CrowdStrike: Key Perspectives on the IT Outage

The recent IT outage experienced by CrowdStrike has sent shockwaves throughout the global business community, highlighting the vulnerabilities inherent in our increasingly interconnected digital landscape. As experts warn of potential exploitation by cybercriminals, it is crucial to assess the lessons learned and outline strategic measures to prevent such incidents from affecting customers in the future. This article delves into the essential steps needed to rebuild trust, enhance communication, fortify operational resilience, and address regulatory concerns to ensure long-term stability and security.

Key Lessons Learned

As experts are now warning of possible further risks as criminals seek to exploit the IT issues, I am commenting on key steps to be taken strategically to ensure that this situation and ‘harm’ does not impact the customers in the future, such that trust is restored longer term.

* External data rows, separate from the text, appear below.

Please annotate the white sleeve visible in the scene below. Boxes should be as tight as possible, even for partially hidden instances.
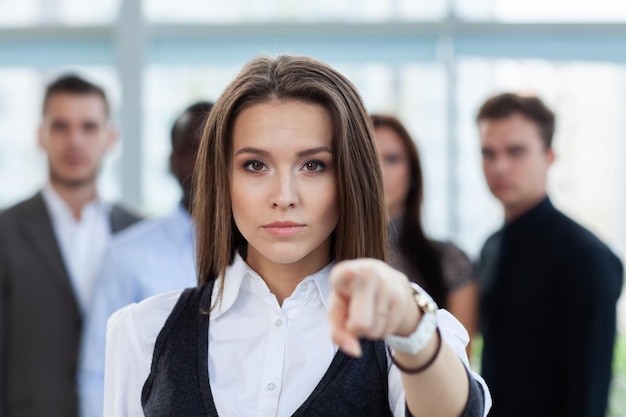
[104,291,181,417]
[387,309,491,417]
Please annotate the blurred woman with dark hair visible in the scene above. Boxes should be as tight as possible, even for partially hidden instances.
[371,114,478,355]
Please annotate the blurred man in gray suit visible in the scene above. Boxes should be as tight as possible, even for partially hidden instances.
[0,76,138,417]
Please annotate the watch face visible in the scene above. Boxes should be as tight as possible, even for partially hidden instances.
[413,288,437,313]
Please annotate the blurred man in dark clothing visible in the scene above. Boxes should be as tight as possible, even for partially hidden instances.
[477,94,623,417]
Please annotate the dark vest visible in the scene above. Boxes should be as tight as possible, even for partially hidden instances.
[141,282,392,417]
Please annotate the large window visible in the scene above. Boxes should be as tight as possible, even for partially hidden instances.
[144,0,446,23]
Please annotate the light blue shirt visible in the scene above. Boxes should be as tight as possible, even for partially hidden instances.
[78,206,196,417]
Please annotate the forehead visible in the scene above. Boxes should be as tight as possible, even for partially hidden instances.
[478,113,543,147]
[44,93,107,121]
[233,100,332,146]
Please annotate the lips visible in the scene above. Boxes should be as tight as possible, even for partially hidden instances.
[263,222,305,237]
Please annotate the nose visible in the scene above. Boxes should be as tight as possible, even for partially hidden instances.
[270,173,298,210]
[67,128,83,146]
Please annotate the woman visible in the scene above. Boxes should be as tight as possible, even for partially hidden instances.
[371,114,478,355]
[105,56,490,417]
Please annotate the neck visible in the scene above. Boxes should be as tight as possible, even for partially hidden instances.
[246,247,329,306]
[504,192,547,223]
[50,180,98,220]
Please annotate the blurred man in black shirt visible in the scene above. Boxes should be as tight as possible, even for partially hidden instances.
[477,93,623,417]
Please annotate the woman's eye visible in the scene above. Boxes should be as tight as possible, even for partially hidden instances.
[303,161,324,172]
[244,161,265,171]
[383,155,402,165]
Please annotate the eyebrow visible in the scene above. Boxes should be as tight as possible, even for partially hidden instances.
[235,146,332,157]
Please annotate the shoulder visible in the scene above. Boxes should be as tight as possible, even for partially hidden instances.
[107,290,182,351]
[0,193,46,229]
[550,210,616,258]
[111,204,142,231]
[111,219,163,248]
[433,241,469,262]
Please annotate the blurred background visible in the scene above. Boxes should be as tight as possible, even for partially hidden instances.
[0,0,626,410]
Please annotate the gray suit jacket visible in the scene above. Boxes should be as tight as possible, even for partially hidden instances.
[0,193,139,417]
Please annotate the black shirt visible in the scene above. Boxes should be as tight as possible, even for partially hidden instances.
[479,198,623,417]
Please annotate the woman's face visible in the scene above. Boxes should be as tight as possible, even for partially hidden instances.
[230,100,339,275]
[374,126,411,218]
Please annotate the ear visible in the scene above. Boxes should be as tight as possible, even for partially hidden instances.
[546,147,556,166]
[169,152,177,177]
[37,125,46,150]
[106,127,120,151]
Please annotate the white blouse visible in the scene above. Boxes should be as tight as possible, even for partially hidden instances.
[104,255,491,417]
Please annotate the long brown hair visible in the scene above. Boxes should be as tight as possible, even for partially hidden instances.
[192,55,387,294]
[371,114,446,307]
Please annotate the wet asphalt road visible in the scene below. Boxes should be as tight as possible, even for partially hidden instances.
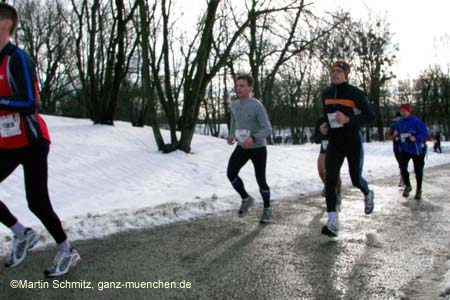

Communication is key to supporting the company’s external and internal image and rebuilding trust with those impacted. I anticipate that after the crisis communication on Friday, the key would be strategic communication in the next couple of days on key steps that will be taken, not only at the Company level but also at the Government and Regulator levels, to mitigate these risks in the future, such that trust is restored longer term.
The global ripple effect of the IT Outage illustrates the interconnectivity of the complex supply chain and concentration risk in this market. We need to look holistically at the complex supply chain infrastructure that provides systems services as well as products, investing in operational resilience across Data, Technology, Third Parties, People, and processes. Material services should be identified and prioritised to ensure a proportionate response.
This could be a wake-up call for employers to invest in tried-and-tested Disaster Recovery plans, which, unfortunately, in many cases remained more of a paper-based exercise than a plan that was tried and tested at scale across the key simulation scenarios, including extremely unlikely crisis scenarios like this one.
Software vendors like CrowdStrike have become so large and interconnected that their failures can damage the global economic system and tens of millions of customers.

It is key that Companies, Governments, and Regulators as an ecosystem be more mindful of and perhaps concerned about the systemic or concentration risk of being dependent on a single major provider.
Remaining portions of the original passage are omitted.